Ein Wunder, wie von Schirach sich bei diesem Lärm konzentrieren kann. Davon abgesehen ist es ein angenehm unprätentiöser Abend. Schirach gewohnt sanft und klug, die Texte kurzweilig und anregend. Sein neues Buch „Kaffee und Zigaretten“, nach eigener Aussage das „Einzige, was mir beim Schreiben hilft“, hat keinen roten Faden. Es sind Beobachtungen, Episoden, Begegnungen, Miniaturen, die thematisch so weit gestreut sind wie die Interessen von Schirachs: Boxen, AfD, Strafrecht, Biografisches, Oldtimer – und die Würde des Menschen.
Zehn Minuten läuft man dann zum Rhein, das Literaturschiff noch fest vertäut, Hunderte Fangirls und Fanboys im mittleren Alter warten schon auf Grünen-Chef Robert Habeck, der in „Wer wir sein könnten“ dem Zusammenhang von Sprache und Politik nachspürt.
Habeck hatte schon bessere Auftritte
Das Schiff fährt unter der Deutzer Brücke gen Süden, als Habeck die Bundespolitik zwischen Sommer 2017 und Sommer 2018 analysiert und wenig später dafür plädiert, von rechts besetzte Begriffe wie Heimat, Patriotismus, Deutschland zurückzuerobern. Irgendwie springt kein Funke über, außer auf die ohnehin schon vom Habeck’schen Feuer angesteckten Fans. Lang redet Habeck, auch mal gut, aber vor allem lang. Er verzettelt sich, verläuft sich in Sprachbildern. Die Gebärdendolmetscherinnen kommen kaum dazu, sich abzulösen, weil sie dafür eine kurze Sprechpause brauchen.

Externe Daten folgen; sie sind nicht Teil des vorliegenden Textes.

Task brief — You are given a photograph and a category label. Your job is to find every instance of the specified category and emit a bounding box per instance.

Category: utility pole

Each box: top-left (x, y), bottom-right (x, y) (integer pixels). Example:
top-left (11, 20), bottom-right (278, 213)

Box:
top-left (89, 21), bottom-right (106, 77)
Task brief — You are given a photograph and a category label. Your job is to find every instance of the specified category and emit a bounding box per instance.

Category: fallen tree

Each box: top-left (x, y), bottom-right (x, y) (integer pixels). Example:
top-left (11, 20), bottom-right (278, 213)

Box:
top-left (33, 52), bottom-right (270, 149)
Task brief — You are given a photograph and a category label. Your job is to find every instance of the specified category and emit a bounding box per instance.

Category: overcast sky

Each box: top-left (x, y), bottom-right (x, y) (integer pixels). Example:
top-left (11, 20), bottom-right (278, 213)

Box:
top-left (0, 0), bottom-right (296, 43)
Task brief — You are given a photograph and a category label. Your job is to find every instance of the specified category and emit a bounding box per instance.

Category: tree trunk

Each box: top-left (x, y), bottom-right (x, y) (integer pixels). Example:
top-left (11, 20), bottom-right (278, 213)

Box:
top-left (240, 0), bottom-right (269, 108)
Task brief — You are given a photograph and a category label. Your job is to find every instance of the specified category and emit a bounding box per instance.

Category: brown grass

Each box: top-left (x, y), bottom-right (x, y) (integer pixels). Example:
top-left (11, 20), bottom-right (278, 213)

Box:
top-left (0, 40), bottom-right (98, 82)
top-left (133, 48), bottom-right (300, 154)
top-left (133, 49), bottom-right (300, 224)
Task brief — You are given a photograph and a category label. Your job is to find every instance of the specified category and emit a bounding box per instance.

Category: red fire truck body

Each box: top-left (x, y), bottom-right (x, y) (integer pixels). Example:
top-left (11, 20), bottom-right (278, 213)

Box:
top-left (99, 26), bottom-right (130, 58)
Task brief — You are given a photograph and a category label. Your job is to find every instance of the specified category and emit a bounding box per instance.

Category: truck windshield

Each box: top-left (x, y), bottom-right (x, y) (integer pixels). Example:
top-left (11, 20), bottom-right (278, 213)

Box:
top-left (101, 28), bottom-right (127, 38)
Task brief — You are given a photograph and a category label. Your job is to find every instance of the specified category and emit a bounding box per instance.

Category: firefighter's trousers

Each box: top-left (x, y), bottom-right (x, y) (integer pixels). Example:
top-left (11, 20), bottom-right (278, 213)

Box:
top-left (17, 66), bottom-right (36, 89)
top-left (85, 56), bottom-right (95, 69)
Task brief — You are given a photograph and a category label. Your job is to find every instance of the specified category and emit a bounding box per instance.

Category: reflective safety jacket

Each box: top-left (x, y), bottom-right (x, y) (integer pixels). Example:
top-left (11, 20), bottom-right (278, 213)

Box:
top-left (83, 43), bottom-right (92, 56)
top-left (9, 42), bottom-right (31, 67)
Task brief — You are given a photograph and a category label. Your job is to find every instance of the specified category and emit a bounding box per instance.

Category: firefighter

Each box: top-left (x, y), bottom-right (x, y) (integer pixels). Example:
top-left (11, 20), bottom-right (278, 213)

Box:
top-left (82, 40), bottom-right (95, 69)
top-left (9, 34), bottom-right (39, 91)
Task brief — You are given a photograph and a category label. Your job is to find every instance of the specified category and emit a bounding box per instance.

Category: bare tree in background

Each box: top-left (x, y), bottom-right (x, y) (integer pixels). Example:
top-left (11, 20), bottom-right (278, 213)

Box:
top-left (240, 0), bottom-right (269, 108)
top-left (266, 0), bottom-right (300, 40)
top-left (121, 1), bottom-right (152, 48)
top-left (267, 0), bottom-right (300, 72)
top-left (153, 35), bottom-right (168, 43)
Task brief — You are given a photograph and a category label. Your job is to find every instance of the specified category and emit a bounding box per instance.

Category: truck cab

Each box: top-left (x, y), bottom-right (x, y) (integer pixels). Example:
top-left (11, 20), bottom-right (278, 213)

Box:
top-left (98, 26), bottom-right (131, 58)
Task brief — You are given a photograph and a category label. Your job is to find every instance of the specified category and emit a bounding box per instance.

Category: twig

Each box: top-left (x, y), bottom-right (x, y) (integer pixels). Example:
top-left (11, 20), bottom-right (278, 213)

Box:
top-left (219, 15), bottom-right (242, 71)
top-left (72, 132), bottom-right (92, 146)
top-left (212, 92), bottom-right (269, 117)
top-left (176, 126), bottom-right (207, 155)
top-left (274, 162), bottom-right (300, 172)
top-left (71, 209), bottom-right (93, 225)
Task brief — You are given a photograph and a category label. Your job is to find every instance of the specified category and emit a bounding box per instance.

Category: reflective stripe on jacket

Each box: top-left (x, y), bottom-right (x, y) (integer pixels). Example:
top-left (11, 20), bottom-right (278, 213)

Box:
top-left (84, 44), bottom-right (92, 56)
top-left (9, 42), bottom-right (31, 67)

Er hatte schon bessere Auftritte. Als das Schiff eine elegante 180-Grad-Wende auf dem Rhein hinlegt, kann Habeck den größten Lacher für sich verbuchen: „Ich will Streit und Auseinandersetzung. Es wäre ein Albtraum, wenn alle die Grünen wählen würden – die Mehrheit würde mir schon reichen.“ Moderatorin Ferdos Forudastan kontert: „Bescheidenheit, dein Name ist Habeck“, und fasst den Abend damit ganz gut zusammen.
Einen Tag später stellt an gleicher Stelle der schottische Autor John Niven sein neues Buch „Kill ’em all“ vor. Als das Schiff im Sonnenuntergang den Dom passiert, brüllt er etwa 30 Variationen von „Fuck“ ins Mikro, als er daraus liest – nichts für einen Kindergeburtstag, aber unterhaltsamer und eindrucksvoller als Habeck allemal. Am Donnerstag verliebt man sich dann noch kurz in Frankreichs Literaturstar Édouard Louis, den eloquenten jungen Mann, der viel Kluges sagt über soziale Schichten, Gewalt, Homophobie und Scham, und bemerkt nebenbei, dass nach 60 Minuten erst zwei Mal gehustet wurde.
Nächstes Jahr dann Jubiläum, 20 Jahre Lit Cologne. Es soll noch größer werden, noch prominenter, natürlich noch besser. Habeck ist bestimmt auch wieder da.